I'm also excited about the recent UBC food security project report (available on our Google Group), and the possibility of starting some urban agriculture programs in the Valley this year.  I had a chat with someone the other day at the Farmers' Market, and they were lamenting about how there's hardly any local veg available this time of year.  It's true there's not much beyond onions and kale; farmers quickly sell out of products that are more difficult to store fresh.  But at home, I still have many things that I'm nursing along.  There's so much that can be stored fresh or harvested through winter, but you have to do it yourself.  In fact, with enormous pride, I just used my last homegrown Indian Moon tomato!  


It was delicious; like eating July in January.  


It got me thinking about how much home growing contributes (or could contribute) to food security, quality of nutrition, self-confidence, and quality of life.  (Not to mention the contribution to climate change that the Mexican one that I'll be eating today has made.)  

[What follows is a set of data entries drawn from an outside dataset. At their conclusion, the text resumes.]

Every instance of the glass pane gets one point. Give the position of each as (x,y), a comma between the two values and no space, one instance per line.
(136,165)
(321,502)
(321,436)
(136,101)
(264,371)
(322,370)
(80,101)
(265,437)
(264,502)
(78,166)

I am a bit of a tomato geek.  I want to be able to have a tomato for every season.  I enjoy doing it so much, that I often try new things, and I forget that a lot of people don't know how, or don't have the confidence in their ability, the inspiration or the time to 'Do It Yourself'.  Next year, I'll be growing more good keepers, and I look forward to selling more heirloom tomato plants and winter veggies at the market, but I also hope that we can work on developing some programs for promoting this form of self-reliance for families in the Valley.  


Let's do it ourselves, and do it together!